Plots begint mijn achterwiel wat te zwiepen en ga ik minder en minder vlot vooruit. Een lekke band. Alle berekeningen de vuilbak in. Misschien houdt hij nog genoeg lucht tot mijn bestemming? Toch niet. Ik voel de eerste keer de velg wanneer ik net in het dorp aankom en beslis om te stoppen en wat bij te pompen. Band vervangen doen we dan morgen wel. Maar in mijn haast maak ik op één of andere manier het ventiel kapot… Het wordt ondertussen al donker en kouder wanneer ik de zakken van mijn fiets haal en hem omkeer. Plots een teken van leven in het dorp. Een auto stopt en na wat gebrabbel in het Turks klinken de woorden “Sprechen sie Deutsch?” uit de mond van Mustafa (Musti voor de vrienden). Het duurt nog geen twee minuten of ik krijg naast hulp bij het vervangen van mijn band een slaapplaats in een gemeenschapsruimte van het dorp en eten aangeboden. Het duurt nog geen vijf minuten of de vrienden van Musti komen een kijkje nemen en schieten in actie om mijn slaapplaats te gaan opruimen. Band vervangen, ondertussen al donker en temperatuur rond het vriespunt, wordt me zelfs een lift aangeboden voor de volle 700m die ik nog moet afleggen. De zakken gaan even de auto in en ik fiets tot aan het reeds voorverwarmde lokaal. Mustafa en Ahmed verdwijnen even terwijl ik me omkleed en installeer en verschijnen daarna met een hele bende jonge gasten om een babbeltje te doen. Of toch om vragen te stellen die Mustafa dan kan vertalen. De ene heeft 10 koeien, de andere 200 schapen, nog een andere heeft een tractor. Diegenen die nog in het dorp zijn achtergebleven (velen zijn naar Duitsland en Oostenrijk uitgeweken) zijn allemaal boeren. Nu begrijp ik waarom ze zo op de hoogte waren van de weersvoorspellingen. Er wordt nog wat hout gesprokkeld en in de kachel gestoken om de ruimte op een heel aangename temperatuur te krijgen. Verder op de avond valt er nog één van de mannen binnen met een zak met 2,5 liter cola en koekjes voor een hele week. En hoewel ik gezegd had dat ik alles bij had om te eten volgt er nog een lading groenten (standaard komkommer en tomaat hier), fruit, brood, worst, kaas en zelfs een blikje tonijn. Om terug op krachten te komen. Die slaapplaats aan de zoutvlakte of zoutmeer is al lang vergeten wanneer ik warm bij de kachel zit. Die platte band kwam misschien toch niet op een slecht moment vandaag.

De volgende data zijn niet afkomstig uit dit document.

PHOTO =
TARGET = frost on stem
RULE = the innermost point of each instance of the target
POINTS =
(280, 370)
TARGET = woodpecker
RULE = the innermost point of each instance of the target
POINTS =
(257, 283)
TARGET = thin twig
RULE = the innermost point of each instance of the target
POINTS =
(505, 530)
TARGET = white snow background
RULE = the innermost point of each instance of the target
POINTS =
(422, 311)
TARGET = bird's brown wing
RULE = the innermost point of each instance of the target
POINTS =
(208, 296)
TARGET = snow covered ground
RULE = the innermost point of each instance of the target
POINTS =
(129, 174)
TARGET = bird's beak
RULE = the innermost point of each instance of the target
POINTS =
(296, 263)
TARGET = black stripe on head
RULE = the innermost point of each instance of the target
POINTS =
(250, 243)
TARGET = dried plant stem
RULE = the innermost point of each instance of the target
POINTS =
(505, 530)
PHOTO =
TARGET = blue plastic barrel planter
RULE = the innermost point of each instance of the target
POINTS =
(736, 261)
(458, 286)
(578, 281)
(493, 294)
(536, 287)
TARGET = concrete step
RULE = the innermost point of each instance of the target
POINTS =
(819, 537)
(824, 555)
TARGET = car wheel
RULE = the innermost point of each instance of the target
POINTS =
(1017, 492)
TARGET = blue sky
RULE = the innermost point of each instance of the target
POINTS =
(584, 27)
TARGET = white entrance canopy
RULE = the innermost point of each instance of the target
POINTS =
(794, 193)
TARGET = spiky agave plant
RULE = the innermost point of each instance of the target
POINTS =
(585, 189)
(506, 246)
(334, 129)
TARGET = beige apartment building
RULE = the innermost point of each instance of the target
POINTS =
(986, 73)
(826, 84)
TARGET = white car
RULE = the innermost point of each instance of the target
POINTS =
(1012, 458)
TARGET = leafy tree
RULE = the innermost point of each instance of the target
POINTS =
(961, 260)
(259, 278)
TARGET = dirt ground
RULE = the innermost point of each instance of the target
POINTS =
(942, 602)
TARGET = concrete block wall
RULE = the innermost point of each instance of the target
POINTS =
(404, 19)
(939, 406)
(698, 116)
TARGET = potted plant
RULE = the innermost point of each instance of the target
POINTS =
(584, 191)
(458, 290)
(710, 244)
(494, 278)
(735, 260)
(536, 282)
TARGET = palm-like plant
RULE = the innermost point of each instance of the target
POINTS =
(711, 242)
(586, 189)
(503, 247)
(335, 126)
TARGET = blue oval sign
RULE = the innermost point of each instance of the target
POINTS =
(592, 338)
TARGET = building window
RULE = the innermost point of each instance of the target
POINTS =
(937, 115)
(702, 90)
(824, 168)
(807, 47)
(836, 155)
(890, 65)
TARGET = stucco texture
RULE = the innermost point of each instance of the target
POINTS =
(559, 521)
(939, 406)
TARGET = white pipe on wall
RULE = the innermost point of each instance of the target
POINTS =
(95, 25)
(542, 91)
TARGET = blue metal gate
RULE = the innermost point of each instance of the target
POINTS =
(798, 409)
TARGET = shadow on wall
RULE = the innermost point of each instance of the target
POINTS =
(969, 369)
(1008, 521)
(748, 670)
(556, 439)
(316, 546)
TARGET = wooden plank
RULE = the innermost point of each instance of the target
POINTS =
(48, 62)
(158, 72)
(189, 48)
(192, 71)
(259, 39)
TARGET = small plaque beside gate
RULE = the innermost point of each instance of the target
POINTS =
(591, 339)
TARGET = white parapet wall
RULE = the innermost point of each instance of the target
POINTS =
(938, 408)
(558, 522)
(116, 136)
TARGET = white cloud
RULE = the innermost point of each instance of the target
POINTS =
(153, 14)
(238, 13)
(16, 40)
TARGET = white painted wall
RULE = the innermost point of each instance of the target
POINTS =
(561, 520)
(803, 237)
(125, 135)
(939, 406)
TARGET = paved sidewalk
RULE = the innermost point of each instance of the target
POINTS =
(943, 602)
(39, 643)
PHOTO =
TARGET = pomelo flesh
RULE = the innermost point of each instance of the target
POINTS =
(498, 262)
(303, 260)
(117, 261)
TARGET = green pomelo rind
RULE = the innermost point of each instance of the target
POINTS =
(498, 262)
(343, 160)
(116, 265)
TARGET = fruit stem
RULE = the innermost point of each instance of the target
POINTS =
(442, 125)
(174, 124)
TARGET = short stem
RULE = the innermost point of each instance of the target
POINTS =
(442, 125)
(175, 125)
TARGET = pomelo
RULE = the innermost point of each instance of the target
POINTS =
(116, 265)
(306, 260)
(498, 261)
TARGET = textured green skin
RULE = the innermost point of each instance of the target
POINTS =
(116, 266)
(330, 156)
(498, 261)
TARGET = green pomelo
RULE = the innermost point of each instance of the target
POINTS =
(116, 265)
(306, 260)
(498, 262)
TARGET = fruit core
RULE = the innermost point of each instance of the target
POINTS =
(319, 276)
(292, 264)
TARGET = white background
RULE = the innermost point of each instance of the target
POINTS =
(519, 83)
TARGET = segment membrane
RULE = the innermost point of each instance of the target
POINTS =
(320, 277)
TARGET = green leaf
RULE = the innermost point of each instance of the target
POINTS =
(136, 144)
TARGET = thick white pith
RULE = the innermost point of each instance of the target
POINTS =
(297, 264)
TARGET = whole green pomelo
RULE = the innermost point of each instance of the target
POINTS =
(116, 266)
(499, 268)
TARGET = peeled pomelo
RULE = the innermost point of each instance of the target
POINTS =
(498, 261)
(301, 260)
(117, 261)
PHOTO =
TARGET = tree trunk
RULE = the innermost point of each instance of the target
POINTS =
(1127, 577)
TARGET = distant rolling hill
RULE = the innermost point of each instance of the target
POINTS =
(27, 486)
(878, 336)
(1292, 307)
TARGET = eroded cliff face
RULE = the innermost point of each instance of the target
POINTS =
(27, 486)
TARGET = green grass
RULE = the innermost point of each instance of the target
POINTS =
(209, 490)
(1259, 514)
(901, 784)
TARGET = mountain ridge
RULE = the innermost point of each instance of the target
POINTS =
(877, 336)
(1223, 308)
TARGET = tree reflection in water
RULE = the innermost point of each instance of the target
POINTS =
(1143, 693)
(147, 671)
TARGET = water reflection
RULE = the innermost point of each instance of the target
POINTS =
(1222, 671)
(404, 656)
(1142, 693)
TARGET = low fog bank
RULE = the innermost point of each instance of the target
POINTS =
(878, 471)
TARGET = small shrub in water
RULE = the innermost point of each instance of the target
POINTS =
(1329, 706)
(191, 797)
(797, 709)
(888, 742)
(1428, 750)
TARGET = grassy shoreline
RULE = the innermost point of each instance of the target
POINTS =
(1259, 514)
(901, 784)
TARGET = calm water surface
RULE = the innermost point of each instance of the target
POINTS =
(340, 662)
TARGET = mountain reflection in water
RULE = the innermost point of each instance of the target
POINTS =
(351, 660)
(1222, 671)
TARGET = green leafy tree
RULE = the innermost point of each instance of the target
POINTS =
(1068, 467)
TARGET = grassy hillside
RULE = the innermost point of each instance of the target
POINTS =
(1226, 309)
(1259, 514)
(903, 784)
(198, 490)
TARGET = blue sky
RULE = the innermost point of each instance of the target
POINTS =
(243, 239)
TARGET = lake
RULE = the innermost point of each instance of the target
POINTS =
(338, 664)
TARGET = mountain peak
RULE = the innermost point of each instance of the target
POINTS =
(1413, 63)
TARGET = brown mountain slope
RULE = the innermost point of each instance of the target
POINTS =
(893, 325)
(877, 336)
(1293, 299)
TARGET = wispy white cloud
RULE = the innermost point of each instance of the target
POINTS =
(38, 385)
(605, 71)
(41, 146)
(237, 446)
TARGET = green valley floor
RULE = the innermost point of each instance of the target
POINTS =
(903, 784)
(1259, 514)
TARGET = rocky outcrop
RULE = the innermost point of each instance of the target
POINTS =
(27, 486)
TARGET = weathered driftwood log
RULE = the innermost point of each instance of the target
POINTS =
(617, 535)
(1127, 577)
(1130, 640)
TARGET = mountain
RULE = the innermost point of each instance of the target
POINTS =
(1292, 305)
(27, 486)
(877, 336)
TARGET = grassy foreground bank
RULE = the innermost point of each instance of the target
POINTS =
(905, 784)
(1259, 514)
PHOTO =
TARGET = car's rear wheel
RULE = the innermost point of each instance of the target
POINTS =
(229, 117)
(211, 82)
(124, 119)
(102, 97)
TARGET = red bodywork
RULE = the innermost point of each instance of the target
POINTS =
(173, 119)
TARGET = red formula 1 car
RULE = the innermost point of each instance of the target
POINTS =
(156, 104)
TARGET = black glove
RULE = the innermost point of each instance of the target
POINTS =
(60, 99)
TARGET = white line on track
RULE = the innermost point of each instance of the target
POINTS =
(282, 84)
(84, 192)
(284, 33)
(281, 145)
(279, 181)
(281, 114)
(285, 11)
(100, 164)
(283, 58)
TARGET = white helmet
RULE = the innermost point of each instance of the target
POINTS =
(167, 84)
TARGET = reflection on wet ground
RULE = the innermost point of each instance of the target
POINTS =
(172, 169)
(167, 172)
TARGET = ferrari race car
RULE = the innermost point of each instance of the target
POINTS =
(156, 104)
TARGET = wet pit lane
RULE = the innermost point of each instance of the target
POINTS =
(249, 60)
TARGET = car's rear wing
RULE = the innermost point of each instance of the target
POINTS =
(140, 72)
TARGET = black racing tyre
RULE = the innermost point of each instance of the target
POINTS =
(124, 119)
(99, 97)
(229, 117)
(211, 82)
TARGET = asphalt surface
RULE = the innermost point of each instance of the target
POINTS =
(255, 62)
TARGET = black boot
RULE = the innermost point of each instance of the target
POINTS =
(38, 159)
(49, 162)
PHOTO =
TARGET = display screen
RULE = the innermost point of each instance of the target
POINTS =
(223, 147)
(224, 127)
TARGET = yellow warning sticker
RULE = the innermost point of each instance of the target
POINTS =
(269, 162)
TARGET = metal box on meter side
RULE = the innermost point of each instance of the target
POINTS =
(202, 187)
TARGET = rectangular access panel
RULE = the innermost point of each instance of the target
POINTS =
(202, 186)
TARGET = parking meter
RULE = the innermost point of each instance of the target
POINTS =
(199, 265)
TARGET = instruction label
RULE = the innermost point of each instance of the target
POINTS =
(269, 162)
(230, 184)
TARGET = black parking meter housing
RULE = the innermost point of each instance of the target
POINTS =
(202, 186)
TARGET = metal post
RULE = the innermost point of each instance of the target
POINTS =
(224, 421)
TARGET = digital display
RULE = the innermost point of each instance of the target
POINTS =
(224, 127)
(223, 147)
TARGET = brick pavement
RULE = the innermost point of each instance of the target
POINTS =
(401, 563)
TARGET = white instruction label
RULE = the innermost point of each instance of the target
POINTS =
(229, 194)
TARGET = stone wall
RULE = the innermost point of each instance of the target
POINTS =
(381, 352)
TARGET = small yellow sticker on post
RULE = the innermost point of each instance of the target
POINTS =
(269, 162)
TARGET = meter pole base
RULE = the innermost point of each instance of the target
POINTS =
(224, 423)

Mijn ervaringen van mijn eerste weken in Turkije worden eigenlijk heel goed samengevat in deze ene avond. In Turkije sta je er nooit alleen voor. Never alone. Ondanks het zeer desolate landschap, het grote niets, voel je je hier nooit alleen, hoewel je dat op sommige kleinere wegen vaak wel tijdelijk bent. De herders aan de kant van de weg groeten met een glimlach en een zwaai en zo nu en dan word je begroet met getoeter van een passerende auto of vrachtwagen. Hoewel ik ze er soms van verdenk dat ze gewoon een goeie reden zoeken om nog eens te kunnen toeteren. Ik werd door wildvreemden uitgenodigd om met hen een theetje te komen drinken, wat al snel escaleerde tot een partijtje ‘kicker’. Het gezegde “Voor wat, hoort wat” heeft volgens mij geen vertaling in het Turks. Spontane hulp is hier de normaalste zaak van de wereld. De lerares Engels moest dit zelfs expliciet uitleggen aan haar leerlingen dat wanneer ze in Europa hulp nodig hebben, dat die zich niet vanzelf zal aanbieden.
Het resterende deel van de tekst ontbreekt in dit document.